Use any and a generator expression:
any(x in nums for x in str1)
Below is a demonstration:
>>> str1 = 'Wazzup1'
>>> nums = '1234567890'
>>> any(x in nums for x in str1)
True
>>>
Note that the above is for when you have a custom set of numbers to test for. However, if you are just looking for digits, then a cleaner approach would be to use str.isdigit:
>>> str1 = 'Wazzup1'
>>> any(x.isdigit() for x in str1)
True
>>>
Use the any function, which returns a Boolean which is true iff at least one of the elements in the iterable is true.
string = 'Wazzup1'
result = any(c.isdigit() for c in string)
print(result) # True
As most Python programmers will tell you, the most concise way to do this is using:
any(x in nums for x in str1)
However, if you're new to Python or need a better grasp of the basics of string manipulation, then you should learn how to do this using more fundamental tools.

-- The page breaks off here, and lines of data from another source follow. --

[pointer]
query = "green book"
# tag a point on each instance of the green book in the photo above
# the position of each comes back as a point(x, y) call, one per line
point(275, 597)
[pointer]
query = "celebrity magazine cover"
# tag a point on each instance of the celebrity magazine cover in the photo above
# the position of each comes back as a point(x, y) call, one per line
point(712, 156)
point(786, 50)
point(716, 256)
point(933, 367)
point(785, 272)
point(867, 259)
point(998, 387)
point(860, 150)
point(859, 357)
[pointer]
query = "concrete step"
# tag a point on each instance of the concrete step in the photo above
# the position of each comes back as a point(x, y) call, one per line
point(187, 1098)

You can access the individual elements of a string, list, tuple, or any other iterable in Python using square brackets around an index. The characters of a string are indexed starting from 0 (e.g. "hello"[0] gives "h").
Using a for loop, the solution is easier to understand for a Python newbie than the above-mentioned any solution:
result = False
for i in range(len(str1)):
if str1[i] in nums:
result = True
A Python for loop can also iterate directly over the elements of the string:
result = False
for x in str1:
if x in nums:
result = True
In the first code snippet in this post, the expression x in nums for x in str1 uses Python's list comprehension feature. This goes through every element x of str1 and finds the result of x in nums. any(x in nums for x in str1) returns True if (and only if) at least one of these results is True (meaning a numerical digit is in str1). This is much like the second for loop example given in this post, and many Python programmers choose this option because it is concise and still understandable by other Python programmers.
You can use any() and string.digits to check whether the string contain a digit:
import string
if any(x in string.digits for x in str1):
pass
You could also use a regular expression:
>>> str1 = 'Wazzup1'
>>> import re
>>> bool(re.search(r'\d', str1))
True
Note: there might be a difference in how c.isdigit(), c in nums, int(c) and \d define what is a digit due to locale or Unicode.